LOADING WITH A FOWARD HEAD POSTURE. Forward head posture = compromised root structures at the C4/5, C5/6 and C6/7 spinal levels. The rotator cuff receives primary innervations from these nerve roots, so any compromise may lead to inhibition of the relevant rotator cuff muscles. If conduction thru the nerves is inhibited, the supraspinatus, infraspinatus, rhomboid and levator scapula will not respond to conditioning stimuli, meaning your shoulder will not be optimally protected from injury during lifting.
LAT PULL-DOWN BEHIND THE HEAD. Fear of hitting head causes faulty form – forward head posture and a collapsed chest..not a strong position! Instead, pull the bar in front of the head to the upper chest. If you pull down too far and forward, the subscapularis is overly stressed and can tear.

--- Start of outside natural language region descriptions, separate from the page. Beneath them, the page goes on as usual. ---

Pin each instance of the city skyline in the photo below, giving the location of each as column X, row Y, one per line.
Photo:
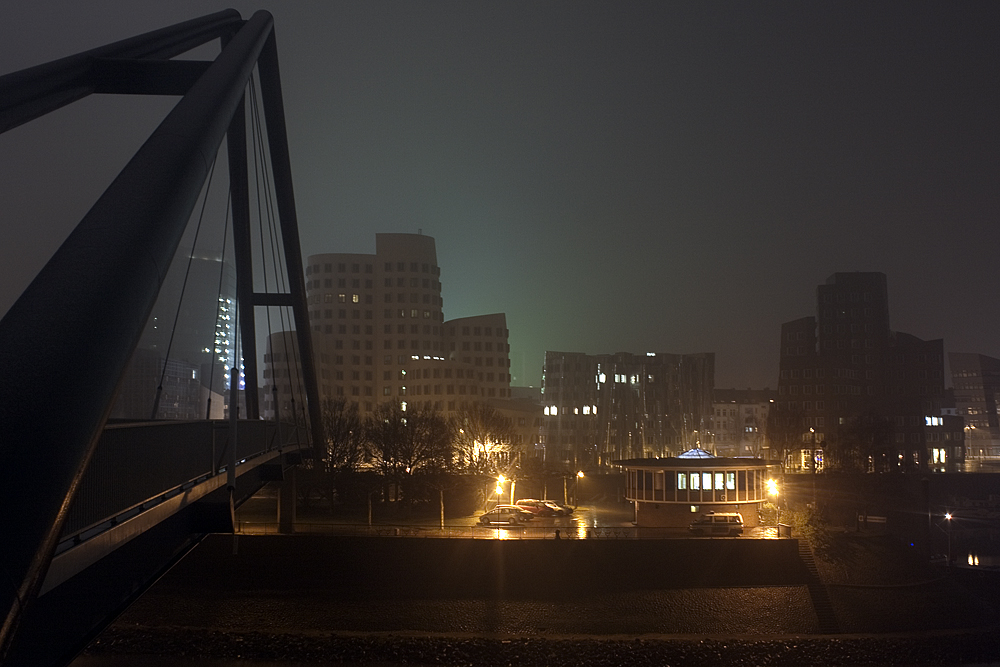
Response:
column 649, row 177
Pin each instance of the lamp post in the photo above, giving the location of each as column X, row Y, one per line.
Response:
column 772, row 490
column 947, row 517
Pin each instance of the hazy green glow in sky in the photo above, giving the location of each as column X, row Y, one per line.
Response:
column 643, row 176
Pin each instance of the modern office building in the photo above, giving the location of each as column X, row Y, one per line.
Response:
column 739, row 421
column 976, row 382
column 603, row 408
column 188, row 346
column 379, row 334
column 865, row 397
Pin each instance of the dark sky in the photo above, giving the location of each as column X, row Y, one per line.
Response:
column 639, row 176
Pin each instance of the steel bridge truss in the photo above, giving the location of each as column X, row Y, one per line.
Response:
column 65, row 344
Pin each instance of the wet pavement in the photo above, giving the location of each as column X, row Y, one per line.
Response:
column 891, row 614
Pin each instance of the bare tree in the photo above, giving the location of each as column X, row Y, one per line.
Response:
column 344, row 442
column 483, row 437
column 401, row 443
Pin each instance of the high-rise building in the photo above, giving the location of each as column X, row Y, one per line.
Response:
column 604, row 408
column 976, row 379
column 188, row 347
column 379, row 334
column 866, row 397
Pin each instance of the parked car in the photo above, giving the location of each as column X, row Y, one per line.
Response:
column 537, row 507
column 502, row 516
column 524, row 513
column 560, row 509
column 728, row 524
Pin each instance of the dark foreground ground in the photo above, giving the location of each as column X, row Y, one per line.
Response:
column 367, row 601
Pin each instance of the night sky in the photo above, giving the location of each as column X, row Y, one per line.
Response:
column 614, row 176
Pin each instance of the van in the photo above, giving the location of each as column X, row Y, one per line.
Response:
column 727, row 524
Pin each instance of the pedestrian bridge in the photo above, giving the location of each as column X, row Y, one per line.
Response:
column 92, row 510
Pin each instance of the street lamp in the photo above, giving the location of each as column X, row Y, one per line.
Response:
column 772, row 490
column 947, row 517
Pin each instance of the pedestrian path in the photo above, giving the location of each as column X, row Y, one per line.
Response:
column 822, row 605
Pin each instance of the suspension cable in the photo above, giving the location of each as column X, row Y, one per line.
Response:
column 218, row 311
column 262, row 180
column 180, row 300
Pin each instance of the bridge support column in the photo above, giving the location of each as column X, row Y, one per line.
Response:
column 286, row 502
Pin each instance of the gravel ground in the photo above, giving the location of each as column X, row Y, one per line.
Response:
column 396, row 649
column 894, row 609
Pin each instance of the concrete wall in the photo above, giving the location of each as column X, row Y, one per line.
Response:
column 369, row 568
column 676, row 515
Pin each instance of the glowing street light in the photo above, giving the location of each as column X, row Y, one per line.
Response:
column 772, row 490
column 947, row 517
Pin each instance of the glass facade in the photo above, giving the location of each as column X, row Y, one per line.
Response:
column 729, row 484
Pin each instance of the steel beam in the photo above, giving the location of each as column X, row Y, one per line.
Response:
column 66, row 342
column 277, row 138
column 36, row 91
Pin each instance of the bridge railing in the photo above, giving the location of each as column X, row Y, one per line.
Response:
column 137, row 462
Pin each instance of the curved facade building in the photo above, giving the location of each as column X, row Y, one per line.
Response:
column 379, row 332
column 674, row 491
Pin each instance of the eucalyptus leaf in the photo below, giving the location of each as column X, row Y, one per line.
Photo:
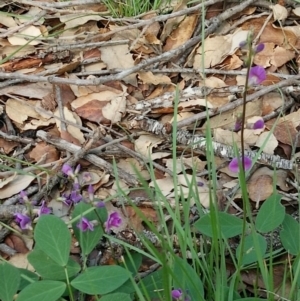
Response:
column 116, row 297
column 49, row 269
column 88, row 239
column 229, row 225
column 270, row 215
column 9, row 281
column 100, row 280
column 250, row 254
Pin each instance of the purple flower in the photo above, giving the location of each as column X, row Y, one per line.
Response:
column 176, row 294
column 234, row 164
column 260, row 47
column 257, row 75
column 67, row 170
column 22, row 220
column 85, row 225
column 114, row 220
column 23, row 197
column 259, row 124
column 75, row 197
column 44, row 209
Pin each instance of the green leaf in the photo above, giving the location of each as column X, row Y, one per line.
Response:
column 270, row 215
column 46, row 290
column 251, row 299
column 100, row 280
column 116, row 297
column 49, row 269
column 187, row 279
column 27, row 277
column 230, row 225
column 250, row 254
column 290, row 235
column 53, row 237
column 88, row 239
column 153, row 285
column 9, row 281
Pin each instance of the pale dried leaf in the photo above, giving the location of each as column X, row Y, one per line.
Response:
column 72, row 130
column 157, row 79
column 145, row 143
column 119, row 57
column 280, row 13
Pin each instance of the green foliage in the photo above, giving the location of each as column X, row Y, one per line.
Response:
column 187, row 279
column 53, row 237
column 100, row 280
column 88, row 239
column 290, row 235
column 46, row 290
column 271, row 214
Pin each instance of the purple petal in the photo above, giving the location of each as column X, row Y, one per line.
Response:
column 259, row 124
column 85, row 225
column 260, row 47
column 257, row 75
column 234, row 164
column 44, row 209
column 114, row 220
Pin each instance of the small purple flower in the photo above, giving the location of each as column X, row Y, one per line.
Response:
column 44, row 209
column 22, row 220
column 67, row 170
column 257, row 75
column 234, row 164
column 114, row 220
column 85, row 225
column 259, row 124
column 176, row 294
column 260, row 47
column 75, row 196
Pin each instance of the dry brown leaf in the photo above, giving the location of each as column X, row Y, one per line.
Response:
column 279, row 12
column 182, row 33
column 285, row 132
column 267, row 142
column 217, row 48
column 92, row 111
column 173, row 23
column 20, row 261
column 145, row 143
column 260, row 187
column 118, row 56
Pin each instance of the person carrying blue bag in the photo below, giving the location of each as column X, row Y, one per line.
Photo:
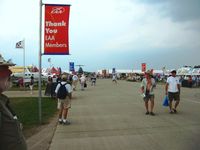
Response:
column 166, row 101
column 172, row 90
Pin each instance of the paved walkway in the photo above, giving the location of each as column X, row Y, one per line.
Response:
column 112, row 117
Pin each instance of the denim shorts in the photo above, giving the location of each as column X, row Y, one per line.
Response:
column 149, row 97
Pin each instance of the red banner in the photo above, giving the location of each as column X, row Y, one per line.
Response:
column 143, row 67
column 56, row 27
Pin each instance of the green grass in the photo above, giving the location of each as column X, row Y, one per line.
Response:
column 27, row 110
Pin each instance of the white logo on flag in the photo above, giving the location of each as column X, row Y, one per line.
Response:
column 19, row 44
column 57, row 10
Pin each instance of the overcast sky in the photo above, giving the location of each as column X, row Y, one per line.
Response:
column 109, row 33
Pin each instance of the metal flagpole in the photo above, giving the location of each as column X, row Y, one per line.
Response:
column 23, row 45
column 40, row 65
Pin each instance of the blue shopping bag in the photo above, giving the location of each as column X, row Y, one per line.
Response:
column 166, row 101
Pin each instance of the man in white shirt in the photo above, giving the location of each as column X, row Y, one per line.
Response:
column 74, row 81
column 172, row 89
column 64, row 103
column 82, row 81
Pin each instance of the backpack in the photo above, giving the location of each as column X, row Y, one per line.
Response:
column 62, row 91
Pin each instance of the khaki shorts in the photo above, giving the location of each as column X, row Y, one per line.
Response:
column 174, row 96
column 64, row 103
column 149, row 97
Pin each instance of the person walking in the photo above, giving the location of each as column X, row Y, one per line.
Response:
column 64, row 94
column 147, row 86
column 11, row 137
column 74, row 81
column 31, row 84
column 172, row 90
column 114, row 78
column 83, row 82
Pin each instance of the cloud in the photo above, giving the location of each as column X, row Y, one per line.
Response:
column 178, row 10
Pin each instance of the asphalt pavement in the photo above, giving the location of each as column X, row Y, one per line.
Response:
column 112, row 116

BENCH PRESS. Often leading to an overstretched anterior capsule. Limit range of motion and quit if you get pain at the front of the shoulder. Test shoulder joint integrity (end-range) before doing exercise, especially bench press. Most men have overstretched anterior capsule from overdoing the bench press and reverse fly. Need to use a ROM limiter, eg. Rolled up towel or block on the chest and perform floor pressing. Training beyond the shoulder’s passive ROM barrier with heavy loads stretches the anterior shoulder joint capsule – which means you can no longer stabilise during common movements like swimming, throwing, catching.
If you’ve got funked up shoulders, your first priority will be to balance the shoulder joint first, gaining stability, offloading stress in overworked muscles, ironing out trigger points, stretching tight muscles, regaining healthy range-of-motion and taking a break from movements that are causing you pain.